The movie wasn’t funny any more. I felt like a sucker, once again, to Hollywood razzle dazzle and the unholy alliance of West Coast-Austin propaganda. Simultaneously, I began to privately agree with the vitriol of some in our Primary season this past spring that Texas was paying for things “we don’t want and don’t need.” I thought the film office might be one of these things.
The justification for Mr. Tiede’s release and review goes to a Texas statute that allows for a commuted sentence if things like childhood abuse are not initially reported in the defense, which it was not in the Tiede trial (as were other key facts about Mrs. Nugent’s victimization). Statute or not, the whole post-conviction appeal reeks of the same old tired, liberal, humanistic bromides that say “no one is really bad, they just had bad things happen to them as a child” and, “Aw shucks, Bernie wouldn’t have been driven to his crime of passion if he hadn’t been stuck in a such a sexually repressive situation.”
What Linklater’s movie completely glossed over was the knowledge in the community of Carthage that Mr. Tiede had active male relationships on the down-low and that he was reportedly giving them gifts out of Nugent’s fortune. In no way was he this misunderstood, good-hearted, small town “closet homosexual” that McConaughey’s DA, Danny Buck Davidson, describes.
Another key fact about the murder itself that is omitted in the film entirely was that Mrs. Nugent was shot – in the back – by Mr. Tiede as they were going to the bank to discuss financial discrepancies – discrepancies caused by Mr. Tiede!!! Motive, anyone? (According to DPS records, Mr. Tiede called the bank to cancel the appointment after the time of death). Mr. Tiede and Mrs. Nugent WERE NOT innocently going to the Mexican food restaurant where Bernie would have to suffer through Mrs. Nugent’s over-chewing of her frijoles.
Earlier this week, the Texas Court of Criminal Appeals (which is Texas’ version of the Supreme Court for criminal cases) has ruled Mr. Tiede could have a new hearing about his sentencing. The real Panola County DA, Mr. Davidson, will then be able to decide if Mr. Teide must leave his movie-star release accommodations in Austin and return to prison, or if he can spend the rest of his life as the grand marshal of any number of gay pride parades.
Close observers of the case believe Mr.
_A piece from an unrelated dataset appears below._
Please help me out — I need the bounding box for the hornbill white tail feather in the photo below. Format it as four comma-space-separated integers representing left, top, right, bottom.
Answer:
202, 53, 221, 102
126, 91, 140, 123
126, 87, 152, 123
Davidson, relishing his newfound fame portrayed by none other than McConaughey, will likely sentence Mr. Tiede to time served. Mr. Davidson just got reelected earlier this month, unopposed as a Republican. If ever any officeholder needed a TEA Party challenger, Mr. Davidson might be one if he chooses to let the sensibilities of Tinseltown betray his duty to the law and the Nugent family.
But I think the real culprits in this case are those of us who took delight in the film and either failed to consider or flat-out ignored the human beings involved. Even the filmmakers try to put a fig leaf on this sentiment during the opening scene of the film where Jack Black, demonstrating the proper way to seal a corpse’s lips from an accidental post-death smile, remarks, “We wouldn’t want to turn someone’s tragedy into comedy.”
But why would the filmmakers, enslaved to a liberal agenda, really want to cover their tracks at all? Could it because they were going to get taxpayer dollars for their project?
Regardless, the whole movie and its aftermath might represent the funniest miscarriage of justice in Texas history. Funny because the joke is on all of us who bought a ticket or rented the Blu-ray.